真淵は、実朝の歌のどんなところをほめているのか?
多くが古今・新古今風の歌ですが、万葉風の歌も収められています。賀茂真淵は『金槐和歌集』を校訂したときに、実朝の万葉風の歌を「大空に翔ける龍の如く勢いあり」とほめています。中でも、「もののふの」の歌は、「人麻呂のよめらん勢ひなり」と特にほめています。
〇歌の意味
武士が背負っている箙(えびら)にある矢の並びを直していると、その小手の上に霰(あられ)が降りかかり、音を立てて飛び散っている。活気がみなぎる那須の篠原の狩場であることよ。
実朝は、那須を訪れたことがありませんでした。かねてから聞いていた建久4年(1193)の父・頼朝の那須での狩りを想起して、万葉集にある柿本人麻呂の「
わが袖に 霰たばしる 巻き隠し 消たずてあらむ 妹が見むため(2312)」の歌を念頭において詠んだ歌だとされています。
那須の篠原で狩りをする武人が、次の獲物を狙うまでのわずかな間、降る霰の中でひと息入れて、馬上で矢並を直しているという勇壮な情景が目に浮かびます。

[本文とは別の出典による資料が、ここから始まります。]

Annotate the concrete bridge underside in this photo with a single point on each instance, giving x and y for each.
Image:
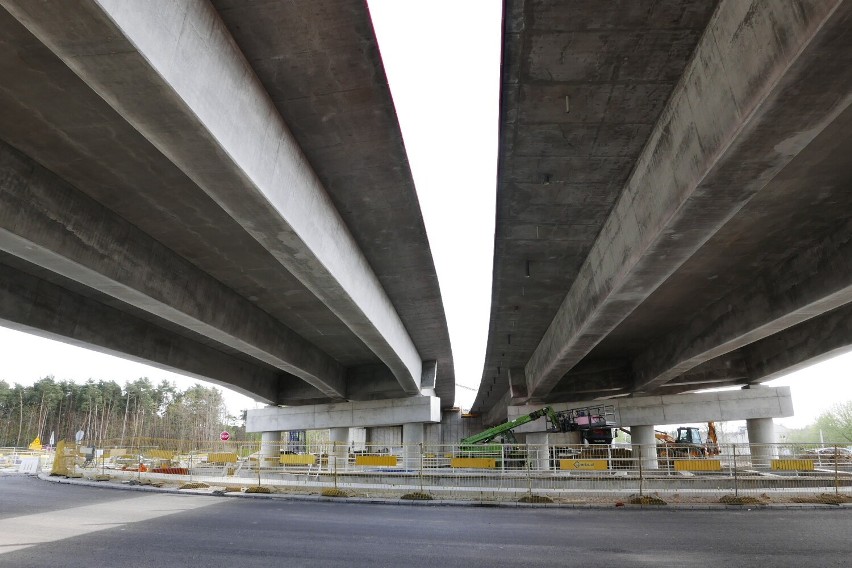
(673, 197)
(219, 188)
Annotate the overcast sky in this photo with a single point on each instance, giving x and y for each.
(442, 59)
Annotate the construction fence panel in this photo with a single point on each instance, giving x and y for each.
(487, 472)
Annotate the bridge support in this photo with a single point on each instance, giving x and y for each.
(761, 437)
(339, 438)
(645, 445)
(270, 446)
(412, 438)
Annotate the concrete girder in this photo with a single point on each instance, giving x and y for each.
(803, 287)
(39, 307)
(377, 413)
(230, 141)
(819, 338)
(763, 402)
(726, 110)
(815, 340)
(45, 221)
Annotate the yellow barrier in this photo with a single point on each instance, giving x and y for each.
(376, 460)
(698, 465)
(159, 454)
(793, 465)
(298, 459)
(584, 465)
(222, 457)
(478, 463)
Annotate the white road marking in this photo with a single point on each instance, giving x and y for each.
(21, 532)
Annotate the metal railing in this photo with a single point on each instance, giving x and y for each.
(494, 472)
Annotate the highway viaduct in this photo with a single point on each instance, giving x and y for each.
(221, 188)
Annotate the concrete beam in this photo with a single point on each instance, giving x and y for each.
(207, 112)
(45, 221)
(35, 306)
(716, 145)
(761, 402)
(346, 415)
(795, 348)
(807, 285)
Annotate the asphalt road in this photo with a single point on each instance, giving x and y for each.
(44, 524)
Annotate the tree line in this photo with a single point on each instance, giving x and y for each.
(104, 410)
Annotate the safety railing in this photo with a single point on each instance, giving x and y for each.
(491, 472)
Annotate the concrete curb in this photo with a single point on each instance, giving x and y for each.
(441, 502)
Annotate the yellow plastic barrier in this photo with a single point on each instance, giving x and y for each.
(298, 459)
(698, 465)
(793, 465)
(376, 460)
(477, 463)
(584, 465)
(159, 454)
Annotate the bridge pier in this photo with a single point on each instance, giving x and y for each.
(645, 445)
(761, 436)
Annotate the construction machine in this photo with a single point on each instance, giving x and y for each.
(594, 423)
(688, 442)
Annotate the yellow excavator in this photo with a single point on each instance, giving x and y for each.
(688, 442)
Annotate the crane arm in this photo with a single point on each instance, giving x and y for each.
(492, 433)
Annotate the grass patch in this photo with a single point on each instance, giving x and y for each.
(417, 496)
(824, 499)
(731, 500)
(198, 485)
(535, 499)
(646, 500)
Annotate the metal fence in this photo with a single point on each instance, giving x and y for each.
(490, 472)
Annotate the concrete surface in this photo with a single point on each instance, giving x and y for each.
(393, 412)
(689, 204)
(248, 532)
(759, 402)
(177, 132)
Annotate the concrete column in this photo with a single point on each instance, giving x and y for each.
(761, 436)
(339, 438)
(540, 445)
(270, 447)
(412, 438)
(643, 437)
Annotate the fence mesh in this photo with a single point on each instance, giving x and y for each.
(491, 472)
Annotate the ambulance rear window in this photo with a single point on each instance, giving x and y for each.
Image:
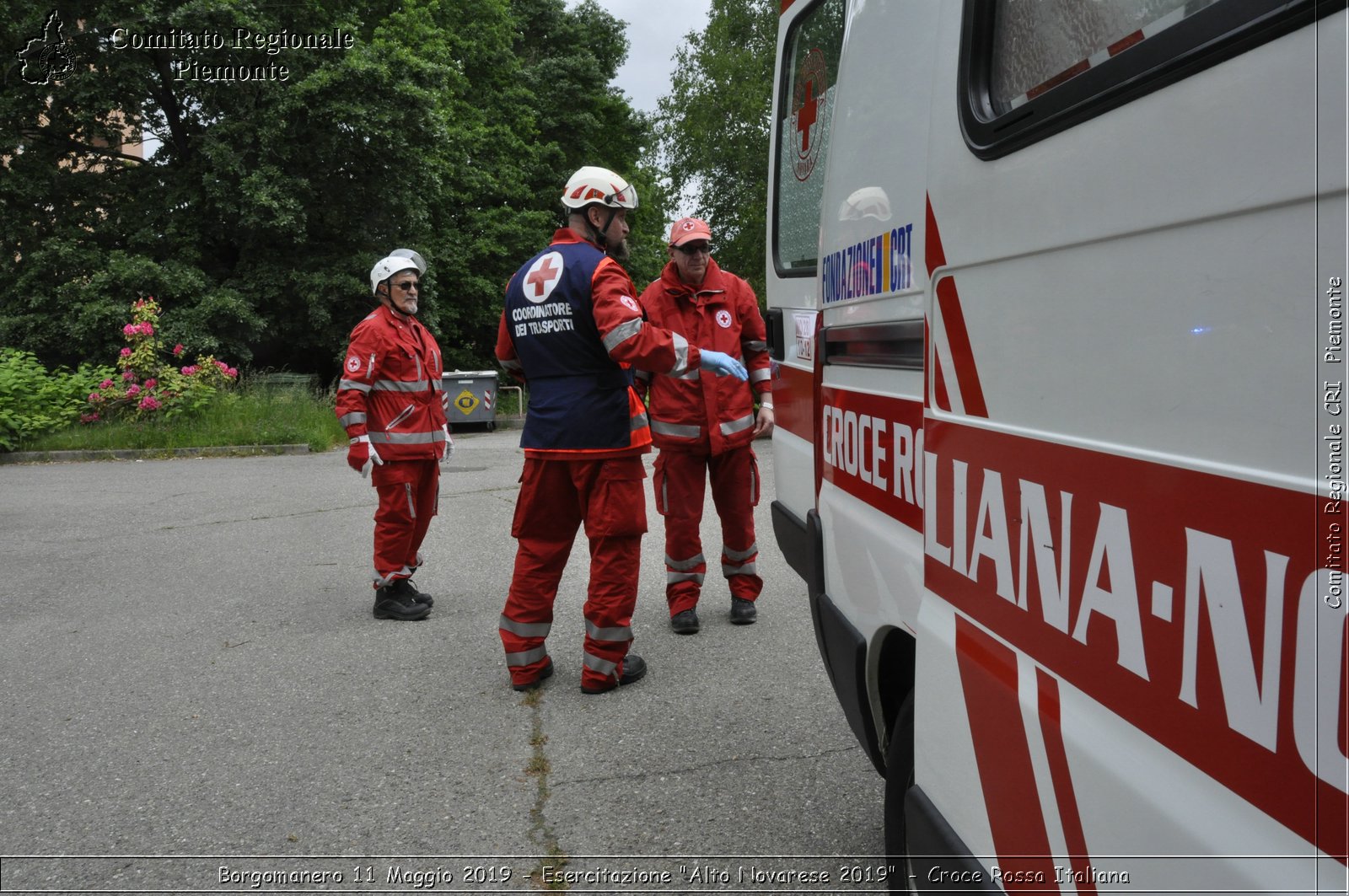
(1034, 67)
(806, 107)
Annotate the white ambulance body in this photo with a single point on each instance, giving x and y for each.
(1056, 298)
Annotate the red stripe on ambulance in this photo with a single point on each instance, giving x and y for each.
(1189, 604)
(1002, 754)
(966, 375)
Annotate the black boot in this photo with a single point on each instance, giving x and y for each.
(420, 597)
(398, 601)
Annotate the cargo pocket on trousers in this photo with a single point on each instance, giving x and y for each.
(618, 501)
(753, 480)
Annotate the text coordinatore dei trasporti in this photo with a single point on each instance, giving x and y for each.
(271, 44)
(782, 875)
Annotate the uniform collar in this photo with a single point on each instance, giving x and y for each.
(570, 236)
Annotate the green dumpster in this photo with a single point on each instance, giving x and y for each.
(472, 397)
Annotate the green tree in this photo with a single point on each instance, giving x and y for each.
(714, 128)
(570, 60)
(256, 222)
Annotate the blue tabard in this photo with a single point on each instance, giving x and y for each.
(578, 394)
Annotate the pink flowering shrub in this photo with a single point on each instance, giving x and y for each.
(152, 385)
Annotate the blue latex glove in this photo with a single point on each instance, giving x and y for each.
(722, 365)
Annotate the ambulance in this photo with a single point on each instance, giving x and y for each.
(1056, 314)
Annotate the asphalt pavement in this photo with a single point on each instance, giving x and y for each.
(197, 698)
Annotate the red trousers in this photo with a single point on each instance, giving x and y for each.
(556, 496)
(680, 485)
(409, 496)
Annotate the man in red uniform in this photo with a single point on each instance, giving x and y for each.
(572, 328)
(705, 426)
(390, 402)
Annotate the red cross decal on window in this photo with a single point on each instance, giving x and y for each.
(543, 274)
(806, 118)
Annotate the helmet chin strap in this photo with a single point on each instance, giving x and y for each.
(389, 294)
(599, 236)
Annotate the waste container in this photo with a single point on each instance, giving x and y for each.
(472, 397)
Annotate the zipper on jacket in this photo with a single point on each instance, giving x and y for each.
(400, 417)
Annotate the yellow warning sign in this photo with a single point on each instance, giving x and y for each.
(465, 401)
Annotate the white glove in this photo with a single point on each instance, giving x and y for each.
(722, 365)
(362, 456)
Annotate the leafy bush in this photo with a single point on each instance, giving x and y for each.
(34, 400)
(148, 384)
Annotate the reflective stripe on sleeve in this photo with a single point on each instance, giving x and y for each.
(395, 385)
(737, 426)
(525, 629)
(615, 633)
(622, 334)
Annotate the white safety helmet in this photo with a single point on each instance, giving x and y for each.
(389, 266)
(594, 185)
(413, 254)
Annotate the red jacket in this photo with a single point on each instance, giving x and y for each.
(701, 410)
(391, 388)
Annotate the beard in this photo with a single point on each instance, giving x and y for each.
(620, 251)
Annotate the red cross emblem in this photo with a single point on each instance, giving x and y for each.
(543, 276)
(809, 100)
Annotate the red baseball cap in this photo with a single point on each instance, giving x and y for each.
(688, 229)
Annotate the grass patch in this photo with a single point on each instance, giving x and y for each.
(254, 415)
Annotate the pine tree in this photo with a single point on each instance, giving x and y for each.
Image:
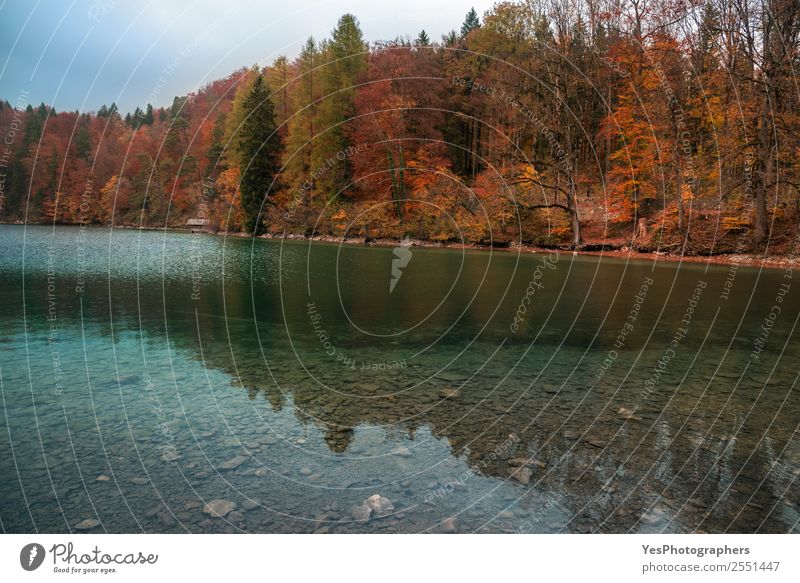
(259, 146)
(422, 40)
(347, 63)
(471, 22)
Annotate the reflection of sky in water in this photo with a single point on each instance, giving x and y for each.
(472, 414)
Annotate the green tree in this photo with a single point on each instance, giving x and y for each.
(471, 22)
(259, 150)
(347, 63)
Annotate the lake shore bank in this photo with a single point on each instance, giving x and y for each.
(776, 261)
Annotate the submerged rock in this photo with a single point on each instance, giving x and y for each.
(380, 505)
(449, 393)
(594, 442)
(87, 524)
(250, 504)
(522, 475)
(526, 462)
(361, 512)
(219, 508)
(628, 414)
(233, 463)
(450, 526)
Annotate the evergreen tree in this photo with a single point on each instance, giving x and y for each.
(301, 132)
(450, 39)
(471, 22)
(259, 150)
(83, 145)
(347, 63)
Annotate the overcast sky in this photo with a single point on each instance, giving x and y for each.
(80, 54)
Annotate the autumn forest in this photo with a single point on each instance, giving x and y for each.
(655, 125)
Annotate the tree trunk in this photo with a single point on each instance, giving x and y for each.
(761, 227)
(572, 203)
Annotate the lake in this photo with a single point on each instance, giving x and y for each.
(145, 374)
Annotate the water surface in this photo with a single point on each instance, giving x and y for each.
(512, 393)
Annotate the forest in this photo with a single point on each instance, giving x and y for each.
(655, 125)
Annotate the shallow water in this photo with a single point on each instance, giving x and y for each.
(289, 379)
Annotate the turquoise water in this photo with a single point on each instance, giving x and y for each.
(509, 393)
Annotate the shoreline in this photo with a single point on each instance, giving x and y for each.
(741, 259)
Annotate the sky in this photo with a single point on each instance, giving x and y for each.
(81, 54)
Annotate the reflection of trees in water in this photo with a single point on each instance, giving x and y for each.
(672, 463)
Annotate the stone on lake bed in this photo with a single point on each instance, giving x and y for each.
(451, 377)
(250, 504)
(170, 455)
(449, 393)
(522, 475)
(87, 524)
(594, 442)
(628, 414)
(361, 512)
(380, 505)
(529, 462)
(449, 526)
(219, 508)
(233, 463)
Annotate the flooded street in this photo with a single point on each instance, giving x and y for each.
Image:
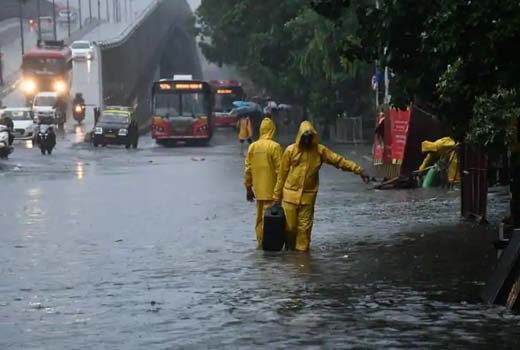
(154, 248)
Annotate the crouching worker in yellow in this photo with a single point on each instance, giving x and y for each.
(298, 182)
(443, 151)
(261, 170)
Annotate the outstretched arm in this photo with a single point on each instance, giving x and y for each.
(338, 161)
(342, 163)
(282, 175)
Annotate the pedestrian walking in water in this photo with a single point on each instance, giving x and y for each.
(261, 171)
(298, 183)
(245, 131)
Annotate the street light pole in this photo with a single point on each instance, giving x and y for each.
(68, 17)
(20, 10)
(55, 32)
(80, 15)
(39, 20)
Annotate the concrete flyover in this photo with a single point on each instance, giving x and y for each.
(159, 45)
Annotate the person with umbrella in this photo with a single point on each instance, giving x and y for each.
(245, 131)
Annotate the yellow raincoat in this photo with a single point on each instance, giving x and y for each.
(298, 184)
(245, 129)
(444, 149)
(261, 171)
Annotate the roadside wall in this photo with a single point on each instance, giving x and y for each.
(130, 62)
(9, 9)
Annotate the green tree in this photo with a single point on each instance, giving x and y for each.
(287, 48)
(447, 55)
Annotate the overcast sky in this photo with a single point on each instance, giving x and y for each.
(194, 3)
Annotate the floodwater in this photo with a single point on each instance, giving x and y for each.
(120, 249)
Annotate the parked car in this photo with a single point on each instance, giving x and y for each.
(47, 105)
(116, 126)
(23, 121)
(82, 49)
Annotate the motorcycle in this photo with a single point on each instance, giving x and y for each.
(46, 138)
(78, 112)
(5, 147)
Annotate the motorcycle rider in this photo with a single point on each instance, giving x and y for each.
(47, 121)
(8, 122)
(78, 101)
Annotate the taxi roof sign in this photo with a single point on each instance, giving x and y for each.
(177, 77)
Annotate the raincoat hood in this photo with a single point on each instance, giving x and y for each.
(267, 129)
(445, 144)
(304, 127)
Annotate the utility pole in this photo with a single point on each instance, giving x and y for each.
(377, 73)
(54, 31)
(20, 10)
(39, 20)
(90, 11)
(80, 15)
(68, 17)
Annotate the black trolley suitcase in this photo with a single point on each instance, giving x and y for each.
(274, 229)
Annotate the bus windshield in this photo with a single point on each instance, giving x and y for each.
(51, 65)
(180, 104)
(224, 102)
(45, 101)
(114, 118)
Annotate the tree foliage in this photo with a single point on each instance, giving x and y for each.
(448, 55)
(288, 49)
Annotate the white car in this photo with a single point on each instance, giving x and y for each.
(44, 106)
(63, 16)
(82, 50)
(23, 121)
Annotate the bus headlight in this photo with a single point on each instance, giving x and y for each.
(28, 86)
(60, 86)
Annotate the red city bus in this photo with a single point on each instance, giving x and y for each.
(182, 111)
(47, 67)
(226, 92)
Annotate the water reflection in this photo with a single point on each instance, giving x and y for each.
(79, 170)
(34, 212)
(79, 134)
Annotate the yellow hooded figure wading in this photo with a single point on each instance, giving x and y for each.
(261, 170)
(298, 183)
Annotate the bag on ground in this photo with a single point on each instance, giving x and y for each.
(274, 229)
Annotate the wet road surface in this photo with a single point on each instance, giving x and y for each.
(154, 248)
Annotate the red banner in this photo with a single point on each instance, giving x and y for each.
(400, 122)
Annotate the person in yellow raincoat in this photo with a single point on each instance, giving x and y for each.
(298, 183)
(245, 131)
(444, 150)
(261, 171)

「わが袖に」の歌は、「霰が我が袖に飛び跳ねているが、これをすぐに払い消すようなことはしないで、このままにして愛する人に見せてあげよう。」という人麻呂の感性と優しさが表れた歌です。
松尾芭蕉の句にもこんな作品があります。
「
石山の 石にたばしる あられかな」
芭蕉は大津・石山寺を訪ねたときに、実朝の『金槐和歌集』の「霰たばしる」という表現が、記憶の底から蘇ったのでしょう。和歌や俳句づくりには、こうした本歌取りの事例がよく見られます。